The author argues there are three reasons why white students would benefit from a more diverse educational environment. For example, students who attend diverse schools, Kamenetz offers, tend to become less prejudiced and more empathetic, as cross-racial friendships are formed and one’s willingness to stereotype declines. This is particularly the case when children attend diverse schools early on.
Further, the author notes the work of Professor Phillips at Columbia Business School, who studies the benefits of diversity. There is evidence that businesses with a more inclusive racial and gender representation are more innovative and profitable, and they—including white folks—tend to work harder and smarter in such an environment.
“What the work tells us is that when you have people from the social majority in a diverse environment they work harder and focus on the task more,” Phillips said. “They think about problems more broadly.”
Kamenetz cites a recent U.S. Department of Education report on the Black-white achievement gap, which found that achievement for white students did not differ in schools with high Black student density versus low Black student density. However, for Black students in general, especially Black males, achievement was lower in the highest density schools than in the lowest density schools. And looking at gender, the Black–white achievement gap was larger in the highest density schools than in the lowest density schools for males.
The report surmises that Black student density is related to achievement and the Black-white achievement gap because students with a lot of Black students tend to have less experienced teachers and lower expectations of Black students. In addition, such schools serve lower socio-economic status students from lower educational levels and single-parent families who need greater levels of support. There is also evidence that Black students are subjected to different tracking depending on the density of a school. Further, Black children face far more discipline than whites, a factor in the school-to-prison pipeline, so that the number of school disciplinary reports increases as more Black students attend a given school.
Kamenetz did not address the possible psychological benefits, comfort and safety of predominantly Black institutions such as HBCUs on Black students.

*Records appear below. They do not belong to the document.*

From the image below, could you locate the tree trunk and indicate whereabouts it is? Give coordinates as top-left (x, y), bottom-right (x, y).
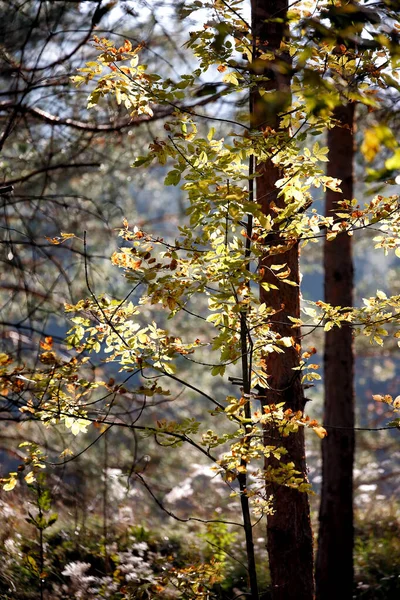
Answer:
top-left (250, 2), bottom-right (314, 599)
top-left (316, 103), bottom-right (355, 600)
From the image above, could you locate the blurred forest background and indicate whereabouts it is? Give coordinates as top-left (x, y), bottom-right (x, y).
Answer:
top-left (0, 1), bottom-right (399, 599)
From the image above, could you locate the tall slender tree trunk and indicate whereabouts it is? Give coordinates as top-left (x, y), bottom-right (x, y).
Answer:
top-left (316, 103), bottom-right (355, 600)
top-left (250, 2), bottom-right (314, 599)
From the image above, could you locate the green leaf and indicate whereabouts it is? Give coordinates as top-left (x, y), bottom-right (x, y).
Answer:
top-left (164, 170), bottom-right (181, 186)
top-left (132, 155), bottom-right (151, 168)
top-left (46, 513), bottom-right (58, 527)
top-left (27, 556), bottom-right (39, 574)
top-left (211, 365), bottom-right (225, 376)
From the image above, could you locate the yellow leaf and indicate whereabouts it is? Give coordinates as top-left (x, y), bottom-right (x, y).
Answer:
top-left (0, 353), bottom-right (11, 365)
top-left (64, 417), bottom-right (90, 436)
top-left (313, 426), bottom-right (327, 439)
top-left (25, 471), bottom-right (36, 484)
top-left (222, 71), bottom-right (239, 86)
top-left (361, 127), bottom-right (380, 162)
top-left (385, 148), bottom-right (400, 170)
top-left (3, 474), bottom-right (17, 491)
top-left (372, 394), bottom-right (384, 402)
top-left (279, 337), bottom-right (293, 347)
top-left (59, 448), bottom-right (74, 458)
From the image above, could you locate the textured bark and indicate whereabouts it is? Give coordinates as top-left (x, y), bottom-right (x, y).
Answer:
top-left (316, 103), bottom-right (355, 600)
top-left (251, 2), bottom-right (314, 599)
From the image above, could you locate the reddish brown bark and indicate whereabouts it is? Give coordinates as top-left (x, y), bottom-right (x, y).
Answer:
top-left (251, 2), bottom-right (314, 599)
top-left (316, 103), bottom-right (355, 600)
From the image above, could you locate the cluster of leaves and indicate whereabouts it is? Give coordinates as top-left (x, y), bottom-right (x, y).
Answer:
top-left (0, 340), bottom-right (100, 444)
top-left (372, 393), bottom-right (400, 429)
top-left (1, 442), bottom-right (47, 492)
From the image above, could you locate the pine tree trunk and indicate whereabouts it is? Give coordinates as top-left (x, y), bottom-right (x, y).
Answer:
top-left (250, 2), bottom-right (314, 598)
top-left (316, 103), bottom-right (355, 600)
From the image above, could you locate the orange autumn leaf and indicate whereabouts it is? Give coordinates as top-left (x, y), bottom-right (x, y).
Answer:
top-left (40, 336), bottom-right (53, 351)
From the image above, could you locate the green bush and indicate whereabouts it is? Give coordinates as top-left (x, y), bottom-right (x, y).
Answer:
top-left (354, 513), bottom-right (400, 599)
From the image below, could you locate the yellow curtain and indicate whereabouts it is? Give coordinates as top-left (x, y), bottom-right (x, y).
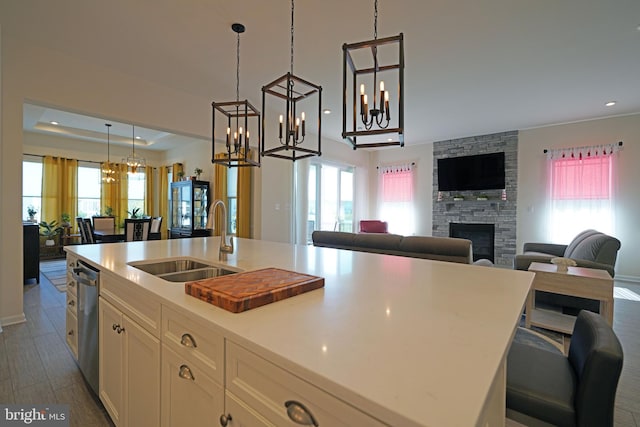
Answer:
top-left (212, 154), bottom-right (228, 236)
top-left (172, 163), bottom-right (183, 182)
top-left (101, 163), bottom-right (129, 227)
top-left (236, 150), bottom-right (253, 238)
top-left (158, 166), bottom-right (169, 239)
top-left (42, 156), bottom-right (78, 226)
top-left (144, 166), bottom-right (155, 217)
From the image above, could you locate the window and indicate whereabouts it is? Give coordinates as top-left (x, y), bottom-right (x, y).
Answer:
top-left (308, 162), bottom-right (354, 241)
top-left (23, 159), bottom-right (43, 222)
top-left (128, 171), bottom-right (146, 216)
top-left (547, 145), bottom-right (618, 243)
top-left (379, 164), bottom-right (415, 235)
top-left (77, 163), bottom-right (101, 217)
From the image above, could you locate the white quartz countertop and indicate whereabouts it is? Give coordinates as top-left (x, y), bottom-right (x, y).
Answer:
top-left (66, 236), bottom-right (533, 426)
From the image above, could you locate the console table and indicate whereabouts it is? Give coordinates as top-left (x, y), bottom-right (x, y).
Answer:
top-left (526, 262), bottom-right (613, 334)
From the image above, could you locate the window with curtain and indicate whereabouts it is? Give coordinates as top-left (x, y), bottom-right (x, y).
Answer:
top-left (23, 159), bottom-right (43, 222)
top-left (379, 163), bottom-right (415, 235)
top-left (128, 171), bottom-right (146, 216)
top-left (78, 162), bottom-right (101, 217)
top-left (547, 144), bottom-right (620, 243)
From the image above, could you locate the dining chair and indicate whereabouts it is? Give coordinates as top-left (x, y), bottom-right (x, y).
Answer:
top-left (82, 218), bottom-right (96, 244)
top-left (92, 216), bottom-right (115, 233)
top-left (148, 216), bottom-right (163, 240)
top-left (124, 218), bottom-right (151, 241)
top-left (76, 217), bottom-right (88, 244)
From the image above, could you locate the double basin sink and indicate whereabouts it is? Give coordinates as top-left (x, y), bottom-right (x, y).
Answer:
top-left (129, 258), bottom-right (238, 282)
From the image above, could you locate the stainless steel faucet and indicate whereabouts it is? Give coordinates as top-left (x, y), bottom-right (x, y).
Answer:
top-left (207, 199), bottom-right (234, 261)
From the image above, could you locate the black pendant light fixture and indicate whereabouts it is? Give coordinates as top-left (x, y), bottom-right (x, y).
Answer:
top-left (102, 123), bottom-right (117, 183)
top-left (342, 0), bottom-right (404, 149)
top-left (212, 23), bottom-right (261, 168)
top-left (261, 0), bottom-right (322, 162)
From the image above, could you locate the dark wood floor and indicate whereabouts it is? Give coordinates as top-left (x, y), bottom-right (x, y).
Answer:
top-left (1, 266), bottom-right (639, 426)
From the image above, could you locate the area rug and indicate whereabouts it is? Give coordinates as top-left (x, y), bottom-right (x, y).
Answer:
top-left (40, 259), bottom-right (67, 292)
top-left (515, 314), bottom-right (566, 354)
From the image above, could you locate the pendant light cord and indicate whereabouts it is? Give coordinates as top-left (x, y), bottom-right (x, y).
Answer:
top-left (236, 29), bottom-right (240, 102)
top-left (290, 0), bottom-right (295, 75)
top-left (374, 0), bottom-right (378, 40)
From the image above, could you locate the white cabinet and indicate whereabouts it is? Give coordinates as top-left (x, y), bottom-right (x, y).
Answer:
top-left (160, 305), bottom-right (225, 427)
top-left (224, 341), bottom-right (386, 427)
top-left (99, 273), bottom-right (161, 427)
top-left (65, 255), bottom-right (79, 359)
top-left (161, 345), bottom-right (224, 427)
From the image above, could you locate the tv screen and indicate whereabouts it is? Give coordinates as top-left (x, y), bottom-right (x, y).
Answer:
top-left (437, 152), bottom-right (505, 191)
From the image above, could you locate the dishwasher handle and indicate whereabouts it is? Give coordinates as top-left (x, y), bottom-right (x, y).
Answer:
top-left (72, 264), bottom-right (99, 287)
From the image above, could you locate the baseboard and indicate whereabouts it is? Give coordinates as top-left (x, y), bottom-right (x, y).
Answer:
top-left (615, 274), bottom-right (640, 284)
top-left (0, 313), bottom-right (27, 328)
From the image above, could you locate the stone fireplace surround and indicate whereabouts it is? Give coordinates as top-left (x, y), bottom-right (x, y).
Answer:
top-left (432, 131), bottom-right (518, 268)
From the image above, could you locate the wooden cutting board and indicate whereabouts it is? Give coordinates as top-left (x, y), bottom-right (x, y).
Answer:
top-left (184, 268), bottom-right (324, 313)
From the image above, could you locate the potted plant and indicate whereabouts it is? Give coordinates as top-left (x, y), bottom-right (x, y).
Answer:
top-left (27, 205), bottom-right (37, 222)
top-left (39, 220), bottom-right (63, 246)
top-left (194, 167), bottom-right (203, 180)
top-left (60, 212), bottom-right (71, 227)
top-left (128, 207), bottom-right (141, 218)
top-left (104, 206), bottom-right (114, 216)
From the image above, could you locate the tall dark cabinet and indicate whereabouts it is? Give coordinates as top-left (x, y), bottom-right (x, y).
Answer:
top-left (23, 222), bottom-right (40, 283)
top-left (169, 180), bottom-right (212, 238)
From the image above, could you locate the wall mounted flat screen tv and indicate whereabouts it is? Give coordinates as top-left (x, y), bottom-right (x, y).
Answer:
top-left (437, 152), bottom-right (505, 191)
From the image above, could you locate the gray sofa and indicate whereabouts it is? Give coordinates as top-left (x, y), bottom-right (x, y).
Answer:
top-left (514, 229), bottom-right (621, 313)
top-left (311, 231), bottom-right (473, 264)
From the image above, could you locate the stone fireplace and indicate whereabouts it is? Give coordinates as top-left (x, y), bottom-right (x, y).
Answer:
top-left (450, 223), bottom-right (496, 262)
top-left (432, 131), bottom-right (517, 267)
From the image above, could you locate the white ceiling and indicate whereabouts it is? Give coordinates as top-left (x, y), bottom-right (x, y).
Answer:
top-left (3, 0), bottom-right (640, 150)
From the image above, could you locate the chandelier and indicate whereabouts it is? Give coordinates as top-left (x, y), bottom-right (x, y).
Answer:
top-left (102, 123), bottom-right (117, 183)
top-left (342, 0), bottom-right (405, 148)
top-left (261, 0), bottom-right (322, 162)
top-left (123, 125), bottom-right (146, 175)
top-left (212, 23), bottom-right (261, 168)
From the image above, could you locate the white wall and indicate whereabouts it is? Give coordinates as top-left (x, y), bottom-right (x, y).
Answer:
top-left (518, 114), bottom-right (640, 280)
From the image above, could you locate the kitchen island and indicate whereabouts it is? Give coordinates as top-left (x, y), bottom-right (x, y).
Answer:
top-left (65, 236), bottom-right (533, 427)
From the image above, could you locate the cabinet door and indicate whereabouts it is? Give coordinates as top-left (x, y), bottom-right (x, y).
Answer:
top-left (123, 315), bottom-right (160, 427)
top-left (161, 345), bottom-right (223, 427)
top-left (99, 297), bottom-right (124, 425)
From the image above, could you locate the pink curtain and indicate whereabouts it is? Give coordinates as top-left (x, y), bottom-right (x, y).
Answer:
top-left (379, 164), bottom-right (415, 235)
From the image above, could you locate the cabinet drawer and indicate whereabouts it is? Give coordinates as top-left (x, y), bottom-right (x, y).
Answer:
top-left (161, 305), bottom-right (224, 384)
top-left (66, 274), bottom-right (77, 297)
top-left (161, 345), bottom-right (223, 427)
top-left (66, 291), bottom-right (77, 315)
top-left (100, 272), bottom-right (161, 338)
top-left (65, 308), bottom-right (78, 359)
top-left (226, 341), bottom-right (386, 427)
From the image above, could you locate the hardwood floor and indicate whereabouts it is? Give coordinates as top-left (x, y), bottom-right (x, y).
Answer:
top-left (1, 266), bottom-right (639, 426)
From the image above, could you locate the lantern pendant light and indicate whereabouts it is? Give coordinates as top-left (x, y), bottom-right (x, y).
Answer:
top-left (212, 23), bottom-right (261, 168)
top-left (102, 123), bottom-right (117, 183)
top-left (124, 125), bottom-right (146, 175)
top-left (261, 0), bottom-right (322, 162)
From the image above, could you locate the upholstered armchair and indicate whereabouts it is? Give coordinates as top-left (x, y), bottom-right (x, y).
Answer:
top-left (359, 220), bottom-right (388, 233)
top-left (514, 229), bottom-right (621, 313)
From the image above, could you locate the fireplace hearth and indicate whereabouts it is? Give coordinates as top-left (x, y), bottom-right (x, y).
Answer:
top-left (449, 223), bottom-right (495, 263)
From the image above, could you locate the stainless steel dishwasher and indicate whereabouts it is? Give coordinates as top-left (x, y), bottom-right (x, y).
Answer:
top-left (71, 260), bottom-right (100, 396)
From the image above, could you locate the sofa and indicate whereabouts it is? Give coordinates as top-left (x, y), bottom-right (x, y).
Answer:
top-left (311, 231), bottom-right (473, 264)
top-left (514, 229), bottom-right (621, 313)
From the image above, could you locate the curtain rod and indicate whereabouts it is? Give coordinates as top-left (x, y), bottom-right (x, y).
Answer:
top-left (23, 153), bottom-right (159, 169)
top-left (543, 141), bottom-right (623, 154)
top-left (376, 162), bottom-right (416, 169)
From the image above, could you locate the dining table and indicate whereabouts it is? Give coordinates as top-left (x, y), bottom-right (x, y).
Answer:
top-left (94, 228), bottom-right (125, 243)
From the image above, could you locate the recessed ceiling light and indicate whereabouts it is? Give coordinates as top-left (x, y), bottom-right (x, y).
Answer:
top-left (50, 121), bottom-right (59, 125)
top-left (387, 138), bottom-right (393, 142)
top-left (323, 109), bottom-right (331, 115)
top-left (135, 136), bottom-right (141, 139)
top-left (605, 101), bottom-right (616, 107)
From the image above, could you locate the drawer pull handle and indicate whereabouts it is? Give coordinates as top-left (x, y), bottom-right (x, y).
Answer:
top-left (68, 300), bottom-right (75, 307)
top-left (112, 324), bottom-right (125, 334)
top-left (178, 364), bottom-right (195, 381)
top-left (285, 400), bottom-right (319, 426)
top-left (68, 330), bottom-right (74, 336)
top-left (68, 281), bottom-right (75, 288)
top-left (180, 333), bottom-right (197, 348)
top-left (219, 413), bottom-right (232, 426)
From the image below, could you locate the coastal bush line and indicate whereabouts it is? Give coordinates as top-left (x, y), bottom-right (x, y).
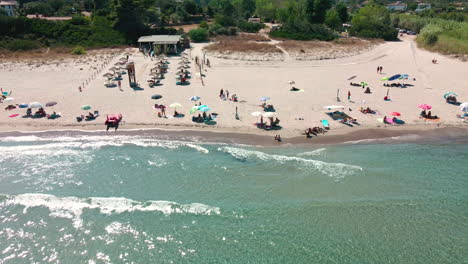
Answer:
top-left (393, 14), bottom-right (468, 54)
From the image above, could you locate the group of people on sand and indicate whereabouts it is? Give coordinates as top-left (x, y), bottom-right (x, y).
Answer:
top-left (383, 82), bottom-right (411, 87)
top-left (305, 127), bottom-right (325, 138)
top-left (219, 89), bottom-right (238, 102)
top-left (382, 116), bottom-right (399, 124)
top-left (258, 116), bottom-right (280, 129)
top-left (76, 111), bottom-right (98, 122)
top-left (193, 112), bottom-right (214, 123)
top-left (359, 107), bottom-right (375, 114)
top-left (420, 110), bottom-right (439, 119)
top-left (154, 104), bottom-right (167, 118)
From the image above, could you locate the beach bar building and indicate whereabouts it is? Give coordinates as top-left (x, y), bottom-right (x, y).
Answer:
top-left (137, 35), bottom-right (186, 55)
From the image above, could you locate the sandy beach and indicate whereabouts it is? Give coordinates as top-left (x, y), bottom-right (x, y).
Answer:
top-left (0, 35), bottom-right (467, 141)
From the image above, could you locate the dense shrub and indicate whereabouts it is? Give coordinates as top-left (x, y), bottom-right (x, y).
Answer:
top-left (4, 39), bottom-right (40, 51)
top-left (270, 20), bottom-right (336, 41)
top-left (71, 45), bottom-right (86, 54)
top-left (189, 28), bottom-right (209, 42)
top-left (237, 21), bottom-right (265, 33)
top-left (349, 4), bottom-right (398, 41)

In a nation which is projected to become majority Black and Brown in 30 years–in which the majority of children born today already are children of color–the issue of diversity and equity in the classroom is being framed as a matter of leadership building and competitive advantage for the nation. As for Black children, the issue never was sitting next to white children for the sake of it, as if some magical benefit would be conferred upon them. Rather, it was an issue of equity and justice–the “separate and unequal” conditions relegated to underfunded, under-resourced Black schools as opposed to white schools, as was addressed in the Brown v. Board of Education decision.